The Risk of Bleeding with Duloxetine Treatment in Patients Who Use Nonsteroidal Anti-Inflammatory Drugs

Elijah P. Frakes, PhD, efrakes@lilly.com¹, Qi Zhang, PhD², Kristin Bullok, PhD¹, Michael J. Adams, BSN RN¹, Lori M. Miller, MS¹, Mark E. Bangs, MD¹, David G. Perahia, MD³, (1) Eli Lilly and Company, Indianapolis, Indiana, (2) Statistics, Indianapolis, Indiana, (3) Neuroscience, Windlesham, Surrey, United Kingdom

Introduction/Statement of Problem: Bleeding events are associated with selective serotonin reuptake inhibitor (SSRI) and serotonin/norepinephrine reuptake inhibitor (SNRI) use. Concomitant nonsteroidal anti-inflammatory drug (NSAID) use may add to this risk. This analysis focused on duloxetine safety surrounding bleeding events in patients with concomitant NSAID use or non-use. Materials and Methods: Placebo-controlled trial data were searched for bleeding-related events in patients, stratified by NSAID use. Differences between NSAID subgroups were analyzed using a logistic regression model including therapy, NSAID use, and therapy-by-NSAID subgroup interaction. Tests of hypotheses were based on a two-sided significance of 0.05, excepting 0.1 for therapy-by-NSAID subgroup interaction. Results: Treatment-by-NSAID subgroup interaction was significant for occurrence of at least one bleeding related event (p = .029), with significantly greater difference in rates between duloxetine/placebo (1.51% vs. 0.80%, respectively) in NSAID non-users compared with duloxetine/placebo difference (2.35% vs. 2.13%, respectively) in NSAID users.
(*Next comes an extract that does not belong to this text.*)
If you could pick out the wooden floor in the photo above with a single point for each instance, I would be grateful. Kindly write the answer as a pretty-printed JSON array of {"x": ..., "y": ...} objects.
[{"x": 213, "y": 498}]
NSAID users experienced significantly greater frequency of bleeding events as compared with NSAID non-users (p<.001). Among NSAID users, no significant difference (p = .598) in bleeding event incidence was observed between placebo and duloxetine. No significant treatment-by-NSAID subgroup interaction was observed for gastrointestinal (GI) bleeding-related events combined (p = .742), with no significant differences between duloxetine and placebo in NSAID users and non-users. Conclusions: Concomitant NSAID use was associated with increased bleeding events in both treatment groups. For duloxetine or placebo NSAID users, no significant difference in bleeding event incidence was observed. No difference was observed for GI-related bleeding event incidence overall with regards to use of NSAIDs or duloxetine versus placebo.

Funding: All are employees of Eli Lilly and Company and/or one of its subsidiaries.